McKissick asked if there was any additional information on digerati, anything relating to an organization or a movement. There wasn’t. We couldn’t even be sure it was connected to our case or simply some random message.
“I want to take another look at the map, see if it proves us with some sort of clue,” I plucked the map from Madi, who was conducting her own online investigation.
Unfolded, the map interior resembled the current New York City subway map minus the IND and IRT train lines and it didn’t take long for us to notice an area of the J train line circled in pen that encompassed the Brooklyn portion of the ride, from Marcy Avenue to Cypress Hills.
“Are you thinking what I’m thinking?” asked McKissick.
I was.
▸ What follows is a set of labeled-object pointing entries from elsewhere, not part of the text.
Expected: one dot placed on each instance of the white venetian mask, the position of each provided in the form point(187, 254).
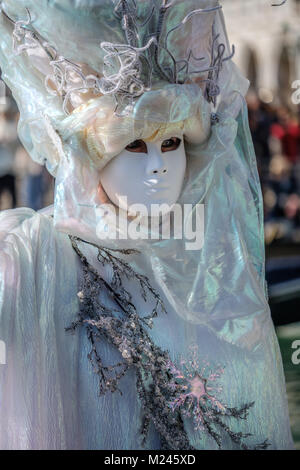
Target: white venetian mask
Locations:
point(146, 173)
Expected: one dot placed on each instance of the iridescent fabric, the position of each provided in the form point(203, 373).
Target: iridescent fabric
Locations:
point(215, 297)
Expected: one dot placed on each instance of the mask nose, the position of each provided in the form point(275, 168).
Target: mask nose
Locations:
point(156, 164)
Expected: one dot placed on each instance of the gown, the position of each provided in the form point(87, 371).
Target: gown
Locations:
point(223, 364)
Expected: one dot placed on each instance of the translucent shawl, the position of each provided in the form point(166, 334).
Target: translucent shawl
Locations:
point(225, 279)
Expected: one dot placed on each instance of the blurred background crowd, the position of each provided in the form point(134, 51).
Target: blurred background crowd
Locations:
point(23, 183)
point(268, 53)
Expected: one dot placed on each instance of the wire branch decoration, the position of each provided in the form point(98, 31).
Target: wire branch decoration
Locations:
point(129, 68)
point(167, 392)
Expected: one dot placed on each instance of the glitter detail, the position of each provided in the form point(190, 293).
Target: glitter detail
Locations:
point(128, 68)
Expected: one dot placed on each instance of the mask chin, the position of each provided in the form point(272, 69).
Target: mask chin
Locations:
point(145, 183)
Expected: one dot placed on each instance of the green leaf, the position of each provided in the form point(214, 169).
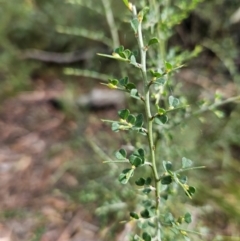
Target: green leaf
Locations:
point(162, 119)
point(168, 66)
point(186, 162)
point(139, 120)
point(125, 175)
point(142, 13)
point(166, 180)
point(119, 49)
point(123, 81)
point(183, 179)
point(131, 119)
point(168, 218)
point(148, 181)
point(134, 215)
point(123, 114)
point(127, 53)
point(135, 160)
point(147, 190)
point(145, 214)
point(160, 81)
point(188, 218)
point(140, 182)
point(161, 111)
point(141, 153)
point(173, 102)
point(115, 126)
point(134, 94)
point(114, 56)
point(155, 74)
point(113, 81)
point(153, 41)
point(191, 190)
point(167, 166)
point(130, 86)
point(133, 60)
point(121, 154)
point(146, 236)
point(134, 24)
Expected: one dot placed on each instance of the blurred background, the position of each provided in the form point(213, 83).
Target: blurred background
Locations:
point(53, 184)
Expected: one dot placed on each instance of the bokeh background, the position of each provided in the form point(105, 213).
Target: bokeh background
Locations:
point(53, 184)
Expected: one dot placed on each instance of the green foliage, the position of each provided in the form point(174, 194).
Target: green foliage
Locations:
point(151, 219)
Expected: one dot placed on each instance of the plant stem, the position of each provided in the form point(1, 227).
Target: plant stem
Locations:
point(149, 119)
point(111, 23)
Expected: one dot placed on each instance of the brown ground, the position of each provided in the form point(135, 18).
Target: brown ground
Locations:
point(32, 155)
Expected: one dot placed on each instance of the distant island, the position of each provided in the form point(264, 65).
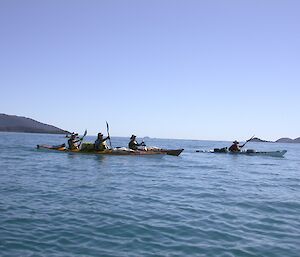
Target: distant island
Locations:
point(280, 140)
point(12, 123)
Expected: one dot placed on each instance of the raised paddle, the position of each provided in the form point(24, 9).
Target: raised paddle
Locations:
point(85, 132)
point(247, 141)
point(107, 128)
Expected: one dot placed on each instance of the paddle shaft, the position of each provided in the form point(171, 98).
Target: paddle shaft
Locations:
point(107, 128)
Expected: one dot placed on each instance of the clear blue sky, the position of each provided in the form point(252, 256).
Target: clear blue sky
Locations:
point(160, 68)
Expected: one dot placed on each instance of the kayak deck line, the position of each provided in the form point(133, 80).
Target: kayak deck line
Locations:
point(115, 151)
point(278, 153)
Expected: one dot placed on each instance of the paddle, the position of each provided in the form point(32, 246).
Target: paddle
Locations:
point(247, 141)
point(85, 132)
point(107, 128)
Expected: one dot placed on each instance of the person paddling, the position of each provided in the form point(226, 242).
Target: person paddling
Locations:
point(72, 142)
point(235, 147)
point(133, 144)
point(100, 143)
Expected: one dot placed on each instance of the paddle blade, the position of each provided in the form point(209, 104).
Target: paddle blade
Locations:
point(107, 127)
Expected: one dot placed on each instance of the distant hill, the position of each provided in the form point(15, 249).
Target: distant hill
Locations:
point(288, 140)
point(12, 123)
point(297, 140)
point(280, 140)
point(256, 139)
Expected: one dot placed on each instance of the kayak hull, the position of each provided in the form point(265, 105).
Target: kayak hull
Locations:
point(116, 151)
point(280, 153)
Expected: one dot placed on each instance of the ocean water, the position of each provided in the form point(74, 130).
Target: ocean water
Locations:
point(197, 204)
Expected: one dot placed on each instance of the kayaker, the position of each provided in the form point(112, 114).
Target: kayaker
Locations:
point(100, 143)
point(72, 142)
point(235, 147)
point(133, 144)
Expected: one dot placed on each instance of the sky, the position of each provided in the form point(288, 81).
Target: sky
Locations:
point(190, 69)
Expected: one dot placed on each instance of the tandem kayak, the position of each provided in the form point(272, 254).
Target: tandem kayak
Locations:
point(251, 152)
point(114, 151)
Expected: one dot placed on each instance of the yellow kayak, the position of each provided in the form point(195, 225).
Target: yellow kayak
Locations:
point(114, 151)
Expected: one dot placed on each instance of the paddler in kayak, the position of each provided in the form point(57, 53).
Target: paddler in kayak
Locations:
point(72, 142)
point(235, 147)
point(100, 143)
point(133, 144)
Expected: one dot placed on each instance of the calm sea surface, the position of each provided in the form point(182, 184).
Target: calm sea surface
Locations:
point(197, 204)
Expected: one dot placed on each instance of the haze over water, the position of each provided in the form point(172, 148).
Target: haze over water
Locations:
point(197, 204)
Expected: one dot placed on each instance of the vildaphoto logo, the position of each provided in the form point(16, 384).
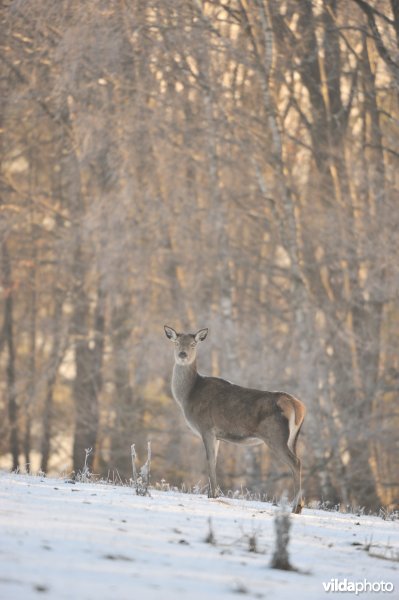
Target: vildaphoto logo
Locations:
point(347, 585)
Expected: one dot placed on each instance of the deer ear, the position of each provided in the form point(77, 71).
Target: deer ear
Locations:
point(170, 333)
point(201, 335)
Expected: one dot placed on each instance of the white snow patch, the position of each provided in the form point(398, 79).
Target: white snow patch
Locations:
point(97, 541)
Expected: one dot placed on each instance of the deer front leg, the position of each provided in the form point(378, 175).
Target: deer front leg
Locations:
point(211, 448)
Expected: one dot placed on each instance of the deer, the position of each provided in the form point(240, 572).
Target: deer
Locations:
point(217, 410)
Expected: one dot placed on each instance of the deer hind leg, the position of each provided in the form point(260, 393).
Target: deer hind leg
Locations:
point(211, 448)
point(277, 441)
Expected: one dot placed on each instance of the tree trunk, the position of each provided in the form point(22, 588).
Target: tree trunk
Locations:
point(8, 329)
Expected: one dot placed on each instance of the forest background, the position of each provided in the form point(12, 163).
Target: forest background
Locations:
point(221, 164)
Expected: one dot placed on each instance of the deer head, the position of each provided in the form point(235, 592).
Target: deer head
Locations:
point(185, 344)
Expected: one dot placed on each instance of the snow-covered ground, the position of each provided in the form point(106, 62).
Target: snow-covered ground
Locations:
point(96, 541)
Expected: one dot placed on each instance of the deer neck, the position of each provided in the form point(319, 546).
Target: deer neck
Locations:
point(183, 381)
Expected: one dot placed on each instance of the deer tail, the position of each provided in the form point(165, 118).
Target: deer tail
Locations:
point(294, 411)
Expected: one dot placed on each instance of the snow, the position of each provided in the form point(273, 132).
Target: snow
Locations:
point(91, 541)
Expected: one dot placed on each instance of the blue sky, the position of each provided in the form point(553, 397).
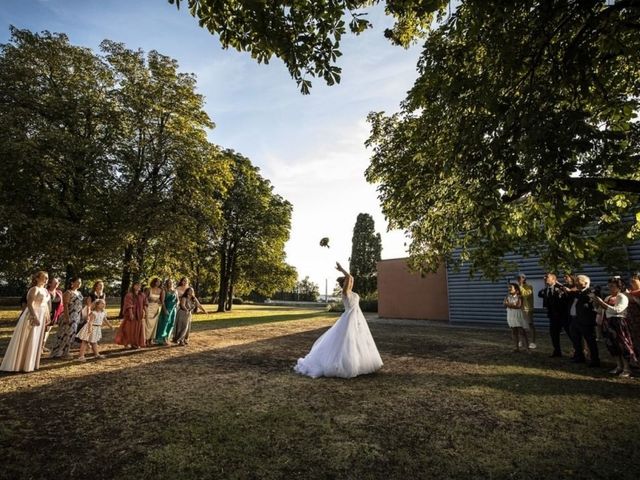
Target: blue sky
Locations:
point(310, 147)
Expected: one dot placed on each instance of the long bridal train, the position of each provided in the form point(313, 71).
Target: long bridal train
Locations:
point(346, 350)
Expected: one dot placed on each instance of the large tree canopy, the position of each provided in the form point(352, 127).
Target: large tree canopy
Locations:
point(106, 172)
point(520, 135)
point(305, 35)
The next date listed on the reverse side of the map was March 12, 2018, and if our theory was correct, the subway shroud or better still the ghost train would be making another appearance.
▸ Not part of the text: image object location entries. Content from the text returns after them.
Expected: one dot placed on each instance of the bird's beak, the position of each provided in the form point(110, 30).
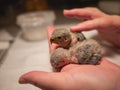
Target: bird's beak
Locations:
point(51, 40)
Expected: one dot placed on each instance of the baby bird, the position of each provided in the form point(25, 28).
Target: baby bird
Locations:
point(64, 38)
point(74, 49)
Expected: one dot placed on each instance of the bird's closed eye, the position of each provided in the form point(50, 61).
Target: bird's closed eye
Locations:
point(59, 37)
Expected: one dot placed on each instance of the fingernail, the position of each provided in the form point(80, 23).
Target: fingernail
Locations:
point(22, 81)
point(65, 10)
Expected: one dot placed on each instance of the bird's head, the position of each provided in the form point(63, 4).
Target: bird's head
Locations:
point(61, 37)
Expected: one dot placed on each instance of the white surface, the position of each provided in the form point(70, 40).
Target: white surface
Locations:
point(25, 56)
point(21, 58)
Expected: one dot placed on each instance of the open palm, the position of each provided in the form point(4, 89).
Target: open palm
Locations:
point(105, 76)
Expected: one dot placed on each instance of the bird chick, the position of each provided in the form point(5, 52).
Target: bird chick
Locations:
point(74, 49)
point(59, 58)
point(64, 38)
point(87, 52)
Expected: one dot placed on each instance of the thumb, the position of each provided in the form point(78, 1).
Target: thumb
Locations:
point(86, 25)
point(44, 80)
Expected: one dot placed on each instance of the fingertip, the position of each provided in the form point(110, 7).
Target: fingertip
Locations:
point(22, 79)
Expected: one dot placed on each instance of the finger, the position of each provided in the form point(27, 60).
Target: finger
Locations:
point(78, 13)
point(86, 25)
point(44, 80)
point(50, 30)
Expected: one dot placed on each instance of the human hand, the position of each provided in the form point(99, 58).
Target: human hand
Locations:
point(108, 26)
point(105, 76)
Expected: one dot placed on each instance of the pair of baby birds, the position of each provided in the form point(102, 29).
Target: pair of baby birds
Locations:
point(74, 48)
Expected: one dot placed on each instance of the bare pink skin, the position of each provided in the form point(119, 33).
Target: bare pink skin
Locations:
point(105, 76)
point(108, 26)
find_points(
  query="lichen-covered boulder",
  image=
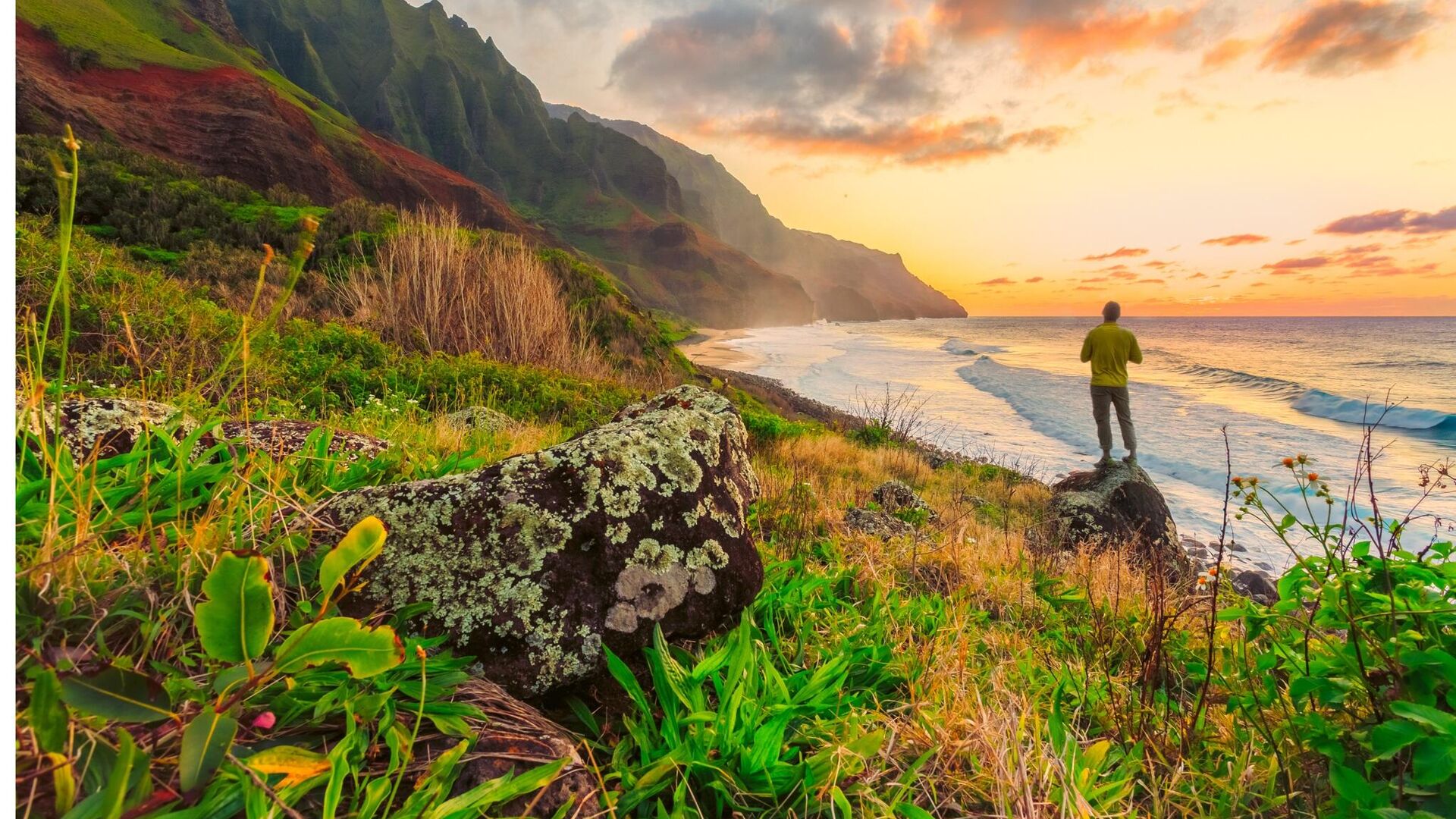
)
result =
(104, 426)
(513, 739)
(875, 523)
(289, 438)
(535, 563)
(1119, 506)
(473, 419)
(897, 496)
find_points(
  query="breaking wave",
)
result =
(1326, 404)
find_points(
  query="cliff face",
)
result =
(229, 121)
(159, 77)
(433, 83)
(845, 279)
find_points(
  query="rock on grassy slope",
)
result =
(541, 561)
(846, 280)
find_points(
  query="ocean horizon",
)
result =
(1012, 390)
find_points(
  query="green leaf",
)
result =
(1391, 736)
(1426, 714)
(1435, 761)
(359, 548)
(296, 764)
(237, 615)
(114, 796)
(364, 651)
(117, 694)
(1350, 784)
(47, 713)
(204, 744)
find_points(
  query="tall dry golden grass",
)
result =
(437, 286)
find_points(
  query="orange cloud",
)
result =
(1117, 254)
(1343, 37)
(1225, 53)
(908, 44)
(1068, 44)
(1237, 240)
(921, 142)
(1062, 36)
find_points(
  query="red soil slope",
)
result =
(231, 123)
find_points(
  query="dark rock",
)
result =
(473, 419)
(1117, 504)
(875, 522)
(105, 426)
(535, 563)
(287, 438)
(896, 496)
(1257, 588)
(516, 738)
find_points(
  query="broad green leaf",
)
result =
(237, 615)
(364, 651)
(1350, 784)
(204, 744)
(1435, 761)
(497, 792)
(362, 545)
(114, 796)
(1391, 736)
(296, 764)
(117, 694)
(1427, 716)
(63, 776)
(47, 713)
The next hour was spent investigating the waiting area for anything we might have missed, waiting to see if there was a break in the telegraph message for us to contact the party on the other end, and trying to construct a plan on how to make contact with a ghost train and what to do if we were successful.
“All right, we’re just spinning our gears here,” I said as the jetlag finally caught up with me. “Maybe we should rest up and reconvene later with clearer heads.”
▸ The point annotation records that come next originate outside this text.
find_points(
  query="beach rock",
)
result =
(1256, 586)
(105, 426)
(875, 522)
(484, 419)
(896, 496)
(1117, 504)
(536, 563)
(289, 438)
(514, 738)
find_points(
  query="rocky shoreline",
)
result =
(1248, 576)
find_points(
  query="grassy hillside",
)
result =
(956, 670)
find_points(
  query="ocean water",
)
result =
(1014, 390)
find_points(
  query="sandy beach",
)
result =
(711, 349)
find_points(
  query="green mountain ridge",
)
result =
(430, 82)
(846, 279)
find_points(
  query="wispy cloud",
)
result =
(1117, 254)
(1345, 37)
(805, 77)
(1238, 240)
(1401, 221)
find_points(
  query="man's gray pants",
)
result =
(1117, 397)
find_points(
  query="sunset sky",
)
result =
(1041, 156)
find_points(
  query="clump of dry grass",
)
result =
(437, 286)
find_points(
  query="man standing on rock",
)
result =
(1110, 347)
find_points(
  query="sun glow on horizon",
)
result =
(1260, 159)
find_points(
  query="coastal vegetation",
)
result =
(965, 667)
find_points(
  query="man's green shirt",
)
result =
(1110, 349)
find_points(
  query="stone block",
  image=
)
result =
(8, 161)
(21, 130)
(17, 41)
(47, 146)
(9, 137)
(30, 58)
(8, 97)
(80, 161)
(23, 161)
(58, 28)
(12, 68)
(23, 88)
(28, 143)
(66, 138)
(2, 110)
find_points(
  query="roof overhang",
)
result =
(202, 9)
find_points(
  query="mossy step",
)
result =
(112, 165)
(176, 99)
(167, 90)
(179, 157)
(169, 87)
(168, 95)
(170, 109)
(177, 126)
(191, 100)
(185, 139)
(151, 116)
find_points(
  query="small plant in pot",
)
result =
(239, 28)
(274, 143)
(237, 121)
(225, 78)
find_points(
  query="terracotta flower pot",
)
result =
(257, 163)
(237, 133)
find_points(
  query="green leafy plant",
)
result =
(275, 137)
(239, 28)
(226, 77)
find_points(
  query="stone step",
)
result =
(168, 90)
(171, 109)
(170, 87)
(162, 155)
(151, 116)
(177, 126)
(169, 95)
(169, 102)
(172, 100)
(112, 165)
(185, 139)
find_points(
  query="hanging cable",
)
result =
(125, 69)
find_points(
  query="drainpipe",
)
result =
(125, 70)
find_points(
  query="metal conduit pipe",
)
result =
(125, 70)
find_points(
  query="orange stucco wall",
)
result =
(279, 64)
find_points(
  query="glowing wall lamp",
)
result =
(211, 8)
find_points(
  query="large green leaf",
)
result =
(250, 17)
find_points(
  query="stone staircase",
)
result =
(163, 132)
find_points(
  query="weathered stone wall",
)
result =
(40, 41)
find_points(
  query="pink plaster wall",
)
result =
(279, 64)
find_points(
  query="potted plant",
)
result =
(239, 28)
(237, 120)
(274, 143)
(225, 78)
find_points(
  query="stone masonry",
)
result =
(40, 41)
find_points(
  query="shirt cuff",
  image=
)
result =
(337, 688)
“Of course,” McKissick said. “Would you mind if I took the map with me? Only for a day or so. I’ll deliver it to your office, I promise.”
“Why not take pictures of it with your phone?” Madi asked.
“No cell phone,” he patted his pockets. “Unusual in this day and age, I know, but my landline serves its purpose nicely so I never saw the need in having one.”
Madi and I traded glances but we had gone over the map with a fine-tooth comb so there wouldn’t have been any real harm in our taking back and front photos of it and letting McKissick hold on to the original.
We were ready to part ways when McKissick asked, “Where are you going?”
“Back to the ladder in the tunnel that lets out on Reade Street, same as you, right?” I replied.
“Why would I do that when the original entrance has been incorporated into City Hall Station?”
“You mean we climbed down a manhole for nothing?” Madi shouted, her voice echoed in the waiting area.
She was never going to let me forget this.
To be continued…
Week 9 of my personal 2018 writing challenge to turn my daily tweeting habit into something productive… and I think I’m starting to get a handle on the story… it’s still early days but I’m no longer rudderless.
As a recap to newcomers:
This story is an experiment to write a stream of consciousness book with no outline or plot in mind, just a year’s worth of whatever-pops-into-my-fragile-little-mind tweets without edits or the fancy flourishes that will come in the rewrite.
There is at least one character floating around in my gray matter that hasn’t made it to paper yet and if I commit to that character there are six more characters that need to be added to support the storyline. As mentioned above, a plotline is starting to take shape and it definitely will be a time travel story (Why? The world may never know) The ending is still anyone’s guess. Maybe I’ll get lucky and one of the characters will clue me in.
Though I’m lagging behind at the moment, I will persevere in my endeavor to either create something (hopefully coherent and good) from thin air or fall flat on my writerly face.
Don’t forget, if you can spare a moment, I invite you to either cheer me on or tell me what a colossal mistake I’m making. I’m good either way.